Is it possible to automatically insert an S3 link into a Markdown document after pasting a web page image after pasting it in VSCode? I found a plugin that can upload Qiniu / GitHub / sm.ms etc. in one click, but it does not provide S3 support, so I added this feature after the fork. If you also need this feature, you can here Download and install: markdown image paste
With this plugin, write wiki / md files and paste them into the S3 link after copying the pictures. This way the pictures will always be stored in your S3 account. It also comes with global CDN acceleration.
The public wiki is a reorganized collection of knowledge materials. Non-text resources such as pictures, PDFs, Office files, and Keynote are stored on cloud services such as Amazon S3 / Aliyun OSS. Snapshots of web pages and other content can be backed up using Wayback Machine, and then Save these links to the wiki system.
The wiki materials are hosted through a GitHub public repository, and static websites are generated through netlify.
My wiki website is automatically published through netlify. After each update of the wiki, push to GitHub and netlify is automatically published. This process takes less than ten seconds.

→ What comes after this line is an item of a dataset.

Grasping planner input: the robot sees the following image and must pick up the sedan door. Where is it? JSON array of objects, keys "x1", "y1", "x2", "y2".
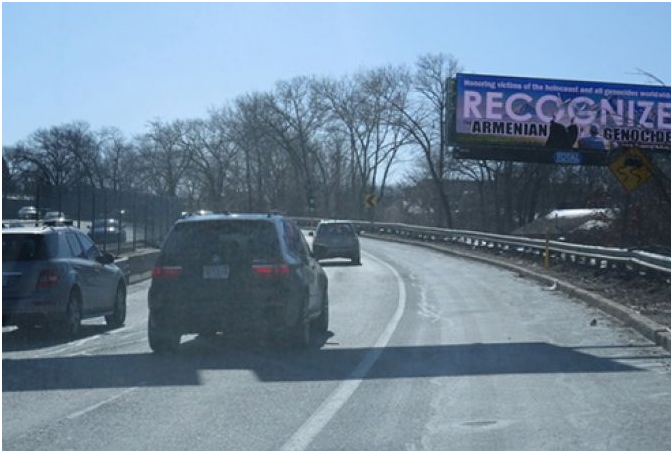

A collection of private, non-public data related to private notes and work. Non-text resources such as pictures, PDFs, Office files, Keynote, etc. are stored on Google Drive / Microsoft OneDrive. These links are then stored in private Markdown files and hosted through a private GitHub repository.
Keys and other information are hosted by 1Password. Important materials are made into md files and then hosted by Google Drive / Microsoft OneDrive. Important information that is often needed can be encrypted and stored by mobile memo.